See my early comment about not allocating that memory if we get a
chance to always return the default view.

> return true;
> }
>
> +static bool is_valid_cache(u32 val)
> +{
> + u32 level, ctype;
> +
> + if (val >= CSSELR_MAX)
> + return false;
> +
> + /* Bottom bit is Instruction or Data bit. Next 3 bits are level. */
> + level = (val >> 1);
> + ctype = (cache_levels >> (level * 3)) & 7;

Err, I didn't expect this, see below.

> +
> + switch (ctype) {
> + case 0: /* No cache */
> + return false;
> + case 1: /* Instruction cache only */
> + return (val & 1);
> + case 2: /* Data cache only */
> + case 4: /* Unified cache */
> + return !(val & 1);
> + case 3: /* Separate instruction and data caches */
> + return true;
> + default: /* Reserved: we can't know instruction or data. */
> + return false;
> + }
> +}
> +
> +static void reset_ccsidr(struct kvm_vcpu *vcpu, const struct sys_reg_desc *r)
> +{
> + u32 ccsidr;
> + int i;
> +
> + /* Make sure noone else changes CSSELR during this! */
> + local_irq_disable();
> +
> + for (i = 0; i < CSSELR_MAX; i++) {
> + if (!is_valid_cache(i))
> + continue;

So you still base the default guest topology on the HW one. This
wasn't what I had in mind. I really want KVM to expose something that
is totally decoupled from the HW topology.

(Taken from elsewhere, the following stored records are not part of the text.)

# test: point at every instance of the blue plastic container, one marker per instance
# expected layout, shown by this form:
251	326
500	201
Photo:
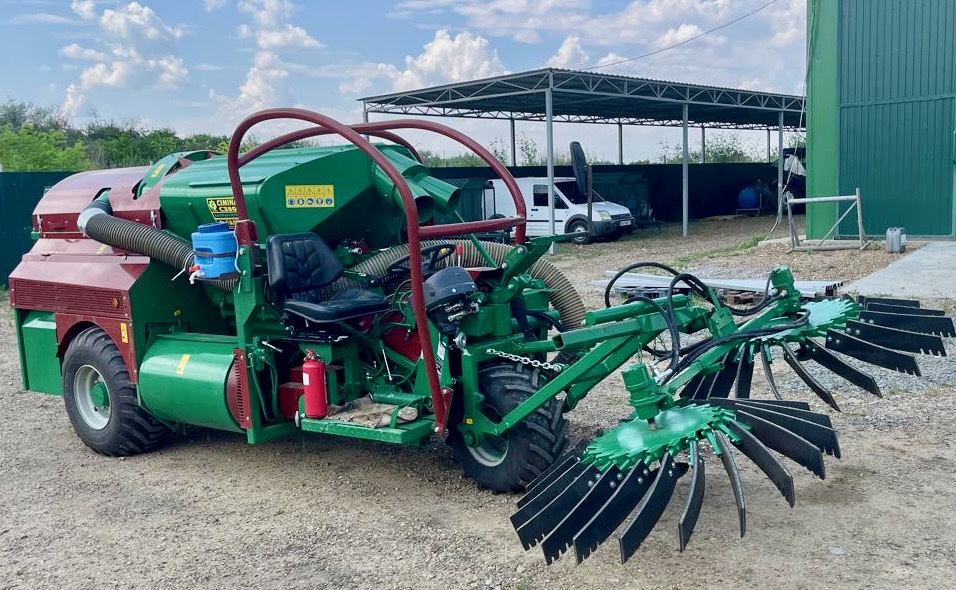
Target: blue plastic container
747	198
215	248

I was thinking of a very basic two level hierarchy:

- L0 instruction
- L0 data
- L1 unified

with everything being one set, one way. And that's it.

The advantage of such a hierarchy is that it works with both
situations where CLIDR_EL1.LoC==0 or CLIDR_EL1.{LoUU,LoUIS}={0,0} and
those that are less able, as long as CLIDR_EL1 and CTR_EL0 don't
over-promise.

Of course, it means that you need to make CLIDR_EL1 consistent with
this hierarchy while respecting what the HW offers.

> +
> + /* Which cache CCSIDR represents depends on CSSELR value. */
> + write_sysreg(i, csselr_el1);
> + isb();
> + ccsidr = read_sysreg(ccsidr_el1);
> +
> + /*
> + * Guests should not be doing cache operations by set/way at
> + * all, and for this reason, we trap them and attempt to infer
> + * the intent, so that we can flush the entire guest's address
> + * space at the appropriate time.
> + * To prevent this trapping from causing performance problems,
> + * let's expose the geometry of all data and unified caches
> + * (which are guaranteed to be PIPT and thus non-aliasing) as
> + * 1 set and 1 way.
> + * [If guests should attempt to infer aliasing properties from
> + * the geometry (which is not permitted by the architecture),
> + * they would only do so for virtually indexed caches.]
> + *
> + * This also make sure vCPU see the consistent geometry even if
> + * it migrates among phyiscal CPUs with different geometries.
> + */
> + vcpu->arch.ctxt.ccsidr[i] = ccsidr & ~CCSIDR_EL1_ASSOCIATIVITY_BITS;
> + }
> +
> + local_irq_enable();
> +}
> +
> static unsigned int mte_visibility(const struct kvm_vcpu *vcpu,
> const struct sys_reg_desc *rd)
> {
> @@ -1603,7 +1636,7 @@ static const struct sys_reg_desc sys_reg_descs[] = {
>
> { SYS_DESC(SYS_CNTKCTL_EL1), NULL, reset_val, CNTKCTL_EL1, 0},
>
> - { SYS_DESC(SYS_CCSIDR_EL1), access_ccsidr },
> + { SYS_DESC(SYS_CCSIDR_EL1), access_ccsidr, reset_ccsidr },

You also need to handle CCSIDR2_EL1/CCSIDR2 and make them UNDEF. This
probably also mean you need to mask out FEAT_CCIDX from the relevant
ID registers.

> { SYS_DESC(SYS_CLIDR_EL1), access_clidr },

CLIDR_EL1 needs some extra love to return something that is consistent
with whatever has been restored. Which mean it must now be handled as
something userspace can write to. There is also some subtleties around
the handling of MTE caches (I think we can make that "Unified
Allocation Tag and Data cache, Allocation Tags and Data in separate
lines.").

I appreciate this is probably a bit (a lot?) more than what you had in
mind, but please hang in there. We'll help you along the way. And if
anything seem odd, please shout. I'll do my best to make it clearer.

Thanks,

M.

--
Without deviation from the norm, progress is not possible.